Pour ce qui est de la cuvée Royale de Cabernet Sauvignon, 2008, elle a été élaborée à partir de fruits achetés, car en 2008 les vignes du nouveau vignoble n'avaient été plantées que depuis deux ans. Il s'agit en fait d'un assemblage comprenant aussi 13% de Malbec et 2% de Carmenère. Le rendement des vignes est faible à 1 kg par plant, ce qui permet de produire une bouteille par plant de vigne. Le vin a été élevé 18 mois en barriques de chêne français. Il titre à 14.5% d'alcool et n'a pas été filtré. Le producteur parle d'une garde d'une dizaine d'année pour cette cuvée.

La robe est foncée et opaque avec des reflets violacés. Le nez est riche sans être trop expressif et on peut y dénoter des arômes de fruits noirs avec le cassis qui tient le premier rôle. Cet aspect fruité prédominant est complété par des notes de menthol, de bois de cèdre, de vanille/bois brûlé et de caramel. En bouche, le vin se montre très intense dès l'attaque et on peut sentir qu'il s'agit d'un vin ambitieux. Il y a beaucoup de matière et de présence, avec beaucoup de fruit, mais aussi une présence boisée bien marquée. Le milieu de bouche permet de confirmer la forte concentration de ce nectar, ainsi que la densité de l'ensemble. Les tanins apparaissent soyeux jusqu'à mi-parcours, mais montrent une bonne poigne par la suite avec une amertume qui gagne en importance. Cela marque la finale qui est puissante et très persistante.

En tant que pays vinicole en développement rapide, le Chili a cette faculté de surprendre car le caractère hiérarchique des vins de ce pays n'est pas clairement établi.

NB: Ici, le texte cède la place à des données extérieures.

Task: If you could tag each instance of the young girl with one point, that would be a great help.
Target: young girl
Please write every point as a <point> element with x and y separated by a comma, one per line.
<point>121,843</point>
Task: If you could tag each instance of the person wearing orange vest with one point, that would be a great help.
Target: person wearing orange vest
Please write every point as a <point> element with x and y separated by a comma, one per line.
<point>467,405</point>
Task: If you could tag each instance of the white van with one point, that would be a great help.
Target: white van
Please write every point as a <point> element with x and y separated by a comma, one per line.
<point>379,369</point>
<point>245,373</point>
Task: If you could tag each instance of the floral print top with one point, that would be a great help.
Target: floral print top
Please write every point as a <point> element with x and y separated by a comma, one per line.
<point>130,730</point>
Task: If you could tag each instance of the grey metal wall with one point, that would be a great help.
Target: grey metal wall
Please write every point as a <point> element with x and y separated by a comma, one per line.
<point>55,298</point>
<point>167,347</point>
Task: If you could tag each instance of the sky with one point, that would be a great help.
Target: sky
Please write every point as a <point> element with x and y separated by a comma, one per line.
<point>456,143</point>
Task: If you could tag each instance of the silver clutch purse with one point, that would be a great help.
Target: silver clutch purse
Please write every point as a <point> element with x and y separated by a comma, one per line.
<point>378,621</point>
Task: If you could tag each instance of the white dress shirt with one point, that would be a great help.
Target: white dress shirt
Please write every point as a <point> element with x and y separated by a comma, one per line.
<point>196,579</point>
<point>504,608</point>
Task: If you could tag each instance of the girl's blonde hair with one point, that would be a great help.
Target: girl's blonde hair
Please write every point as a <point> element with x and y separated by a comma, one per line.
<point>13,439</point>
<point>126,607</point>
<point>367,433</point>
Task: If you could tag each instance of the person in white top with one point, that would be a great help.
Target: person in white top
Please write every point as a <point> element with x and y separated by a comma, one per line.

On retrouve parfois de nouvelles cuvées de luxe dont le prix sert surtout à refléter les ambitions élevées du producteur. Puis il y a des vins comme cette cuvée Royale de Vina Koyle qui se contente d'un nom évocateur pour souligner le caractère ambitieux du vin, laissant la surprise du contenu de la bouteille au consommateur. Avec cette cuvée, il semble que ce nouveau producteur ait misé sur le prix accessible de son vin (20$) pour faire connaître le niveau qualitatif qu'il peut atteindre. À mon sens, ce vin se compare, en terme de style et de niveau qualitatif, à bien des vins chiliens vendus beaucoup plus chers. On joue dans la cour des super premiums à une fraction du prix. C'est du vin très sérieux, mais actuellement beaucoup trop jeune pour pouvoir se présenter sous son meilleur jour. Le producteur parle d'un potentiel de garde de 10 ans, mais moi je pense que dans 10 ans ce vin ne fera qu'entrer dans se fenêtre la plus favorable, selon mes préférences. Au stade actuel c'est un vin impressionnant, mais difficile à boire pour moi car il a beaucoup de tout. C'est pourquoi je l'ai bu sur quatre jours, et le vin n'a pas bronché pendant cette période. Vin de garde sérieux donc, et en ce sens, mes cinq autres bouteilles vont reposer plusieurs années avant que j'ouvre la prochaine. Vina Koyle, un autre nom à ajouter à la nouvelle vague chilienne.




lundi 17 décembre 2012

Notes sud-américaines

Pour ceux qui partagent ne serait-ce qu'un peu mon goût des vins chiliens. Je vous présente un lien qui montre le classement des meilleurs vins de ce pays selon deux guides d'achat spécialisés dans les vins chiliens. Vous verrez qu'il y a peu de vins de ces listes qui sont disponibles au Québec. Mais il y a bien des producteurs dont j'ai déjà parlé sur ce blogue. Je suis content de voir que deux vins dont j'ai vanté très fortement les mérites, dans des millésimes antérieurs, sont nommés comme meilleurs vins en rouge et en blanc. Il s'agit du Cabernet Sauvignon, Domus Aurea de Clos Quebrada de Macul et le Sauvignon Blanc, Cipreses Vineyard, de Casa Marin.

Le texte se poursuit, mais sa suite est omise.